Sistem Komitmen Pemborong

Mengupas Tuntas Mengenai Sistem Kerja Kontraktor

Tapi justru stigma semacam itu sangatlah mengacau, kontraktor dan pemborong ialah dua hal yang tidak sama. Kontraktor bangunan adalah satu perusahaan atau lembaga resmi atau intansi yang memiliki pekerja resmi, disertai penyelidik dan rencana anggaran biaya untuk melakukan sebuah order bangunan. Sementara itu pemborong adalah sekumpulan orang tanpa dinaungi lembaga apapun dan tanpa menggunakan rencana apapun yang juga melaksanakan proyek konstruksi.

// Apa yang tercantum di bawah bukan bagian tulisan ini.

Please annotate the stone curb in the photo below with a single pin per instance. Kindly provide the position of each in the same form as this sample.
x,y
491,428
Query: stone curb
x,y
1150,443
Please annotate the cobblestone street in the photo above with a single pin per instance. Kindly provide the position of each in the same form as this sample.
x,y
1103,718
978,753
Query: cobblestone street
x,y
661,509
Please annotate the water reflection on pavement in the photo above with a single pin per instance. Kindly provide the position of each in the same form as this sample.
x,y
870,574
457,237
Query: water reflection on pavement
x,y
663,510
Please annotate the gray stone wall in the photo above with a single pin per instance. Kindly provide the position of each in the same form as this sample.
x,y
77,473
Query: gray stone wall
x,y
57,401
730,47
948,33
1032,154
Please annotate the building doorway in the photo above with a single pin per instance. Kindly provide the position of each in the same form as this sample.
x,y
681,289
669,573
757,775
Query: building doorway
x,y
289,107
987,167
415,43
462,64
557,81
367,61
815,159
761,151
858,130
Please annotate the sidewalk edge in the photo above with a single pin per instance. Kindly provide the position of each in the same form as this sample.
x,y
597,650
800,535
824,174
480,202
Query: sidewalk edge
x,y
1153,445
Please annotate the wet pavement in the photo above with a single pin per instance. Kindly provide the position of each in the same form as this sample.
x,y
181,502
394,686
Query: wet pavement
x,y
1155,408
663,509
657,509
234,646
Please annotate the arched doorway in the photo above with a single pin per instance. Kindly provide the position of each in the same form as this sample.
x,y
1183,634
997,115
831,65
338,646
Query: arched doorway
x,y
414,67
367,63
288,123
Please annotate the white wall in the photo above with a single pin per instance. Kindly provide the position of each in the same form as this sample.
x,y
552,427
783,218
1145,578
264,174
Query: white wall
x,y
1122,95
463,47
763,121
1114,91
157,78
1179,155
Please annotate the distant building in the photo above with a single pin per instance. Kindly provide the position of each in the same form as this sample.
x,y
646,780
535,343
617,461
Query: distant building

Artinya, kontraktor lebih tersistem bahkan memiliki tenaga ahli untuk ikut merancang dan menghitung ketepatan bangunan, berbeda dengan pemborong cenderung bekerja kian spontan dan biasanya lumayan ikut berpartisipasi dalam perencanaan bangunan.

Sistem Kerja Pemborong

Seperti yang telah dikatakan sebelumnya, kerja kontraktor kian tersistem. Sistem kerja tersebut biasanya meliputi:

1. Persiapan desain yang jelas

Pemborong biasanya sudah memiliki rangka desain yang jelas karena perhitungannya, tentunya tidak terlewat juga berdiskusi dengan klien. Klien dapat memberikan wejangan, tambahan, atau pengurangan tentang rencana yang akan disetujui.

2. Rencana anggaran biaya (RAB)

Setelah menyetujui rangka, kontraktor bangunan jakarta biasanya langsung memberikan RAB menyeluruh proses pembangunan. Jika Kamu menyetujui, kontraktor yang menyelenggarakan semua material yang sebagai kebutuhan bangunan Anda, oleh karena itu RAB tersebut meliputi material, hingga biaya kontraktor. Adanya RAB ini sangat mujur klien karena klien bakal mempersiapkan sepenuhnya biaya yang akan dikeluarkan.

3. Untai perjanjian

Tidak semua kontrkator menyepakati proyek di kepada lembar perjanjian, tapi dikategorikan dalah satu kriteria kontraktor yang baik yang melaksanakan kesepatakan di atas kertas.

Ketika desain dan RAB telah disepakati, kontraktor menyerahkan lembar perjanjian yang berisis kesepakatan-kesepakatan yang telah disepakati sebelumnya kemudian ditandatangani oleh klien dan pihak kontraktor. Untai ini juga sangat penting dan menguntungkan, karena bila terjadi hal-hal yang tidak diinginkan, dapat melaporkannya di pihak berwajib dengan kertas tersebut sebagai bukti kuat.

4. Bekerja sesuai deadline

Kontraktor bangunan akan bekerja sesuai deadline yang telah disepakati, selain itu kontraktor juga akan melaporkan setiap kemajuankronologi, pertambahan, pertumbuhan, perubahan, perurutan, urut-urutan, proyek bangunan baik laporan harian, mingguan bahkan bulanan. Hal ini juga amat penting dalam menilai kualitas kontraktor.

5. Maintenance

Pemborong juga menjamin maintenance ataupun masa pemeliharaan atau kian akrab dengan sebutan jaminan. Masa pemeliharaan bangunan yang biasanya disepakati oleh kontraktor adalah sekitar 3 kalendar. Dalam waktu 3 kalendar tersebut, klien dapat meneliti kembali apa-apa yang sedikit atau bahkan tidak sesuai dengan kesepakatan awal, lalu mengadukan dan mendiskusikannya, selesai itu biasanya ada tindak lanjut dari kontraktor beserta memperbaikinya.

Sistem kerja kontraktor yang seperti di kepada ini sangat menguntungkan klien dalam berbagai hal, tidak membuat klien kerepotan dan mengehmat banyak waktu. Untuk itu dalam membangun satu bangunan, apalagi bangunan penting ada baiknya menggunakan kontraktor.